Octogenarian shares life filled with faith, love, song
Posted September 4, 2012on:
At the age of 88, Lucimarian Roberts still knows how to tell a great story, and she tells her story to Missy Buchanan in her book, “My Story, My Song.” with reflections from her youngest daughter, Robin Roberts.
Roberts describes how her mother created a loving home for her family even though her father “came and went, depending on his sobriety,…” She describes how men came to take their belongings, how they managed without utilities and how her mother always remained committed to making a loving home.
In second grade, Roberts teacher, Miss Schnegg, took special notice of her and continued to be a part of her life all through her school years.
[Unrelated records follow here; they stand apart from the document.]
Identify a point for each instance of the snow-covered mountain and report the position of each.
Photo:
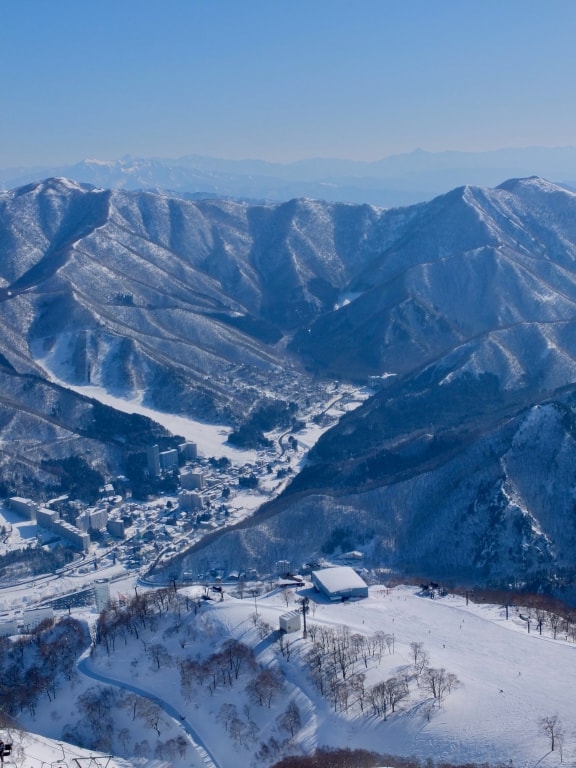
(392, 181)
(461, 460)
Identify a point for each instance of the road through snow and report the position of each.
(206, 759)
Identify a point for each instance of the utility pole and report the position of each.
(305, 602)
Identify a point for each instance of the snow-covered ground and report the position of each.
(509, 681)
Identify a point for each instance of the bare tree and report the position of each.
(264, 686)
(291, 719)
(439, 682)
(552, 728)
(226, 714)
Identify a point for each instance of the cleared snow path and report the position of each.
(206, 759)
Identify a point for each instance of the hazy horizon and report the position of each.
(264, 80)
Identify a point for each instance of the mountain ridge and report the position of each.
(469, 301)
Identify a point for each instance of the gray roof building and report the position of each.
(339, 583)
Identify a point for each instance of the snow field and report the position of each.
(509, 680)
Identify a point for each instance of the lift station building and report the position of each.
(339, 583)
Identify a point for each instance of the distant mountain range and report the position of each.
(393, 181)
(464, 308)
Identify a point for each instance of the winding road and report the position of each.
(205, 758)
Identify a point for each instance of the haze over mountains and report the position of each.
(396, 180)
(461, 464)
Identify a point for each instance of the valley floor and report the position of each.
(509, 681)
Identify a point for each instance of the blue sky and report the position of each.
(282, 79)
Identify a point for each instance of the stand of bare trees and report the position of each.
(337, 660)
(33, 665)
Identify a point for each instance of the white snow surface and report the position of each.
(510, 679)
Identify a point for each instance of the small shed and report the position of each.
(339, 583)
(290, 622)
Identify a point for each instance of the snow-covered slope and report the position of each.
(469, 300)
(506, 680)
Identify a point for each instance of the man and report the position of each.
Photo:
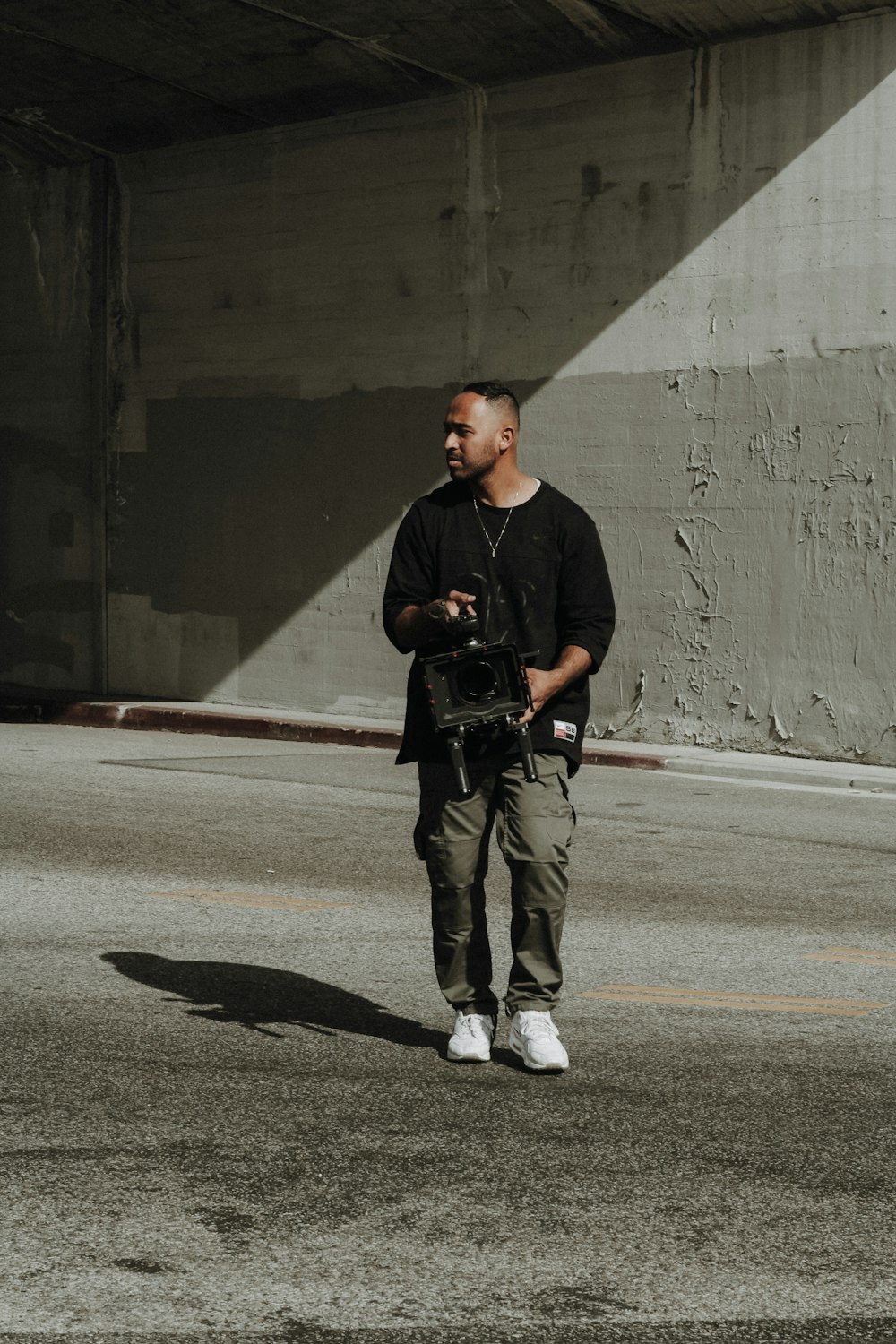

She encouraged Roberts to take college preparatory classes, get good grades, participate in leadership opportunities and look into financial scholarships. Howard University in Washington, D.C. recruited Roberts, and she won the John S. Knight scholarship.
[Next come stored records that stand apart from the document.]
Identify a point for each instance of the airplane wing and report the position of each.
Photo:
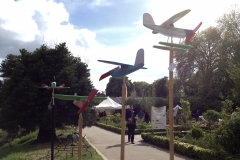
(77, 98)
(116, 63)
(175, 18)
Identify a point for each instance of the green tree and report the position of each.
(114, 87)
(228, 137)
(24, 105)
(186, 112)
(211, 116)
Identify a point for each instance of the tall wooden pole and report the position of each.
(171, 142)
(124, 94)
(80, 124)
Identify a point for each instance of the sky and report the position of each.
(102, 30)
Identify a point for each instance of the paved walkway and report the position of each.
(108, 145)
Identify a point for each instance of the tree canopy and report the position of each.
(24, 104)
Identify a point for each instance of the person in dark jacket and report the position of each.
(131, 123)
(146, 117)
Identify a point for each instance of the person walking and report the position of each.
(146, 117)
(140, 116)
(131, 123)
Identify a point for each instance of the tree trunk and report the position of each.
(44, 134)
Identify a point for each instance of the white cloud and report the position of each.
(97, 3)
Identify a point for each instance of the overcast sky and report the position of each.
(102, 29)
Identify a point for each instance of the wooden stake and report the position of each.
(171, 142)
(80, 124)
(124, 94)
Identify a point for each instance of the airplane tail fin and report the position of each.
(193, 33)
(107, 73)
(147, 19)
(139, 57)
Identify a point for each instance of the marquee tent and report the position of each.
(108, 104)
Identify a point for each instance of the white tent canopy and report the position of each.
(108, 104)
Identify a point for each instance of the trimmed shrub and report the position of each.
(197, 132)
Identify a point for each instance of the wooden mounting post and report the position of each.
(171, 142)
(80, 124)
(124, 95)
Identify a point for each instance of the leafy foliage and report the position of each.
(227, 136)
(23, 104)
(197, 132)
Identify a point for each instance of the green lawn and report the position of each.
(27, 148)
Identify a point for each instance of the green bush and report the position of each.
(184, 148)
(197, 132)
(228, 136)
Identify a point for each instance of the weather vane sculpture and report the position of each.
(167, 28)
(52, 107)
(77, 100)
(122, 71)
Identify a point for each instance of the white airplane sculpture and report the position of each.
(168, 29)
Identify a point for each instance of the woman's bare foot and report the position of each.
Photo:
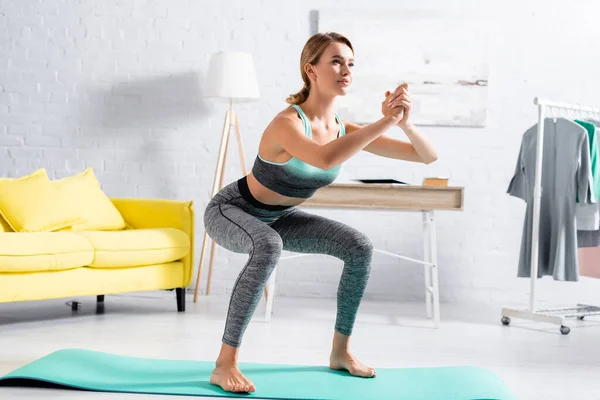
(231, 379)
(345, 361)
(227, 374)
(341, 359)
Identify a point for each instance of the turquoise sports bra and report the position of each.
(295, 178)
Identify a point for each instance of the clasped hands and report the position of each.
(397, 104)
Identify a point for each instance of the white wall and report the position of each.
(117, 85)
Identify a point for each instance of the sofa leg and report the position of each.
(180, 299)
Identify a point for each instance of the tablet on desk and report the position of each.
(381, 181)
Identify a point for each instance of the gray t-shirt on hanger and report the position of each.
(566, 174)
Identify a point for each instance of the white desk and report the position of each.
(425, 199)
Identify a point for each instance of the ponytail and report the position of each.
(299, 97)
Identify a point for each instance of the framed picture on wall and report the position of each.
(442, 58)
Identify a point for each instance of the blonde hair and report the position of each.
(311, 53)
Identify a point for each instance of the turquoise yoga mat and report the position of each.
(97, 371)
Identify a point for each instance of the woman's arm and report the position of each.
(293, 140)
(419, 149)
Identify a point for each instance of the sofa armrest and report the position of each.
(162, 213)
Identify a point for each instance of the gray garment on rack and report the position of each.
(566, 173)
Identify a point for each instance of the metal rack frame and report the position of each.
(551, 315)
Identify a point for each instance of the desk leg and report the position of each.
(426, 267)
(431, 271)
(271, 286)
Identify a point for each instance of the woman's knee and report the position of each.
(359, 244)
(268, 249)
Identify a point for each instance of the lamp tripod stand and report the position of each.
(230, 119)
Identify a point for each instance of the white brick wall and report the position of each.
(117, 85)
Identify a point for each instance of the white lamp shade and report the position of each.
(231, 75)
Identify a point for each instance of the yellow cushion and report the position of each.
(32, 204)
(43, 251)
(4, 227)
(134, 247)
(93, 205)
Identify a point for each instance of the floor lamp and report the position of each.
(231, 77)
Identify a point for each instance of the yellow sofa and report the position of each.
(154, 251)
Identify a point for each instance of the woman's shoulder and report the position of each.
(285, 120)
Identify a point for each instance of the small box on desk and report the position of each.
(435, 182)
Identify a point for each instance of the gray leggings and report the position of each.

She recalls the years after she was born in 1924 filled with racism, and how race affected some of the singing venues she became involved with even in her own church in Akron, Ohio. Roberts also tells how she auditioned for a citywide choir, but was not chosen. She told her mother, who seemingly brushed it off, and shortly after the incident, Roberts found that she was selected for the choir. She also found out a year later that her mother went to the high school principal to discuss her concerns over the selection. Her mother didn’t tell Roberts about the conversation because she didn’t want Roberts “to use racism as an excuse for something that had gone wrong in my life.”
Roberts singing and her lessons in dealing with racism came in handy during the 27 moves that she made with her Tuskegee Airman husband Larry. She also knew how to make a happy home wherever they live because of the loving home her mother had provided for her as she grew up.
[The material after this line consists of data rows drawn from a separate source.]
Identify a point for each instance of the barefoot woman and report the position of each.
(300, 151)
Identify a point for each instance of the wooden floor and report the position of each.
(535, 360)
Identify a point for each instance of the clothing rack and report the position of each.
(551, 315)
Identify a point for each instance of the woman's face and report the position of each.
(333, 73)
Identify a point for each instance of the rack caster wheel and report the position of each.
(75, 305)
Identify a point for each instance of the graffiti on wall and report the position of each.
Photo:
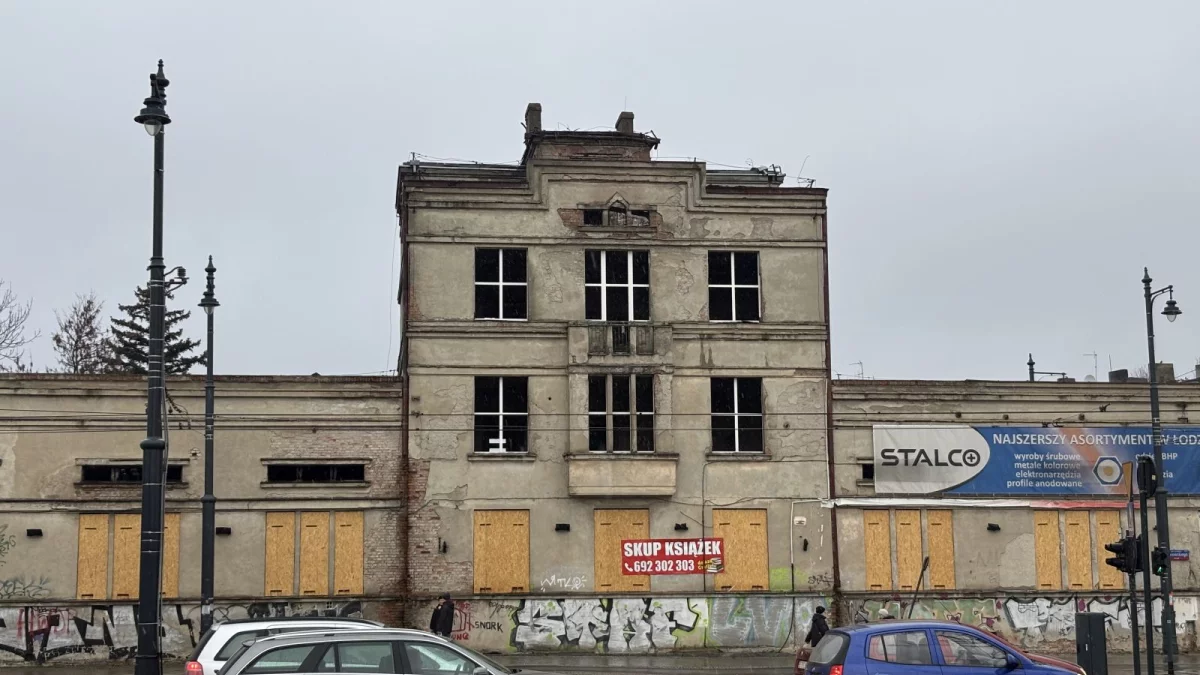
(109, 632)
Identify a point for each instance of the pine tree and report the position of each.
(130, 339)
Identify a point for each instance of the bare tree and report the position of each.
(13, 338)
(81, 342)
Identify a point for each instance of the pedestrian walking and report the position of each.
(442, 622)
The Roberts family faced segregation on some air force bases, but they always dealt with it in a positive way and had help from friends and strangers. When they were stationed in Japan, Roberts faced much loneliness as the only black woman on the base. She used her talent and opportunities to teach and became part of the Officers’ Wives Club and played bridge.
The book contains family photos, excerpts from favorite songs, reflections from her daughter Robin and heartfelt letters from each of her other three children. Roberts shares her love and faith along with her gratitude for all of those people who helped her and her family over the years. She also records a time in history that no one should ever forget. It’s a marvelous book for all to read.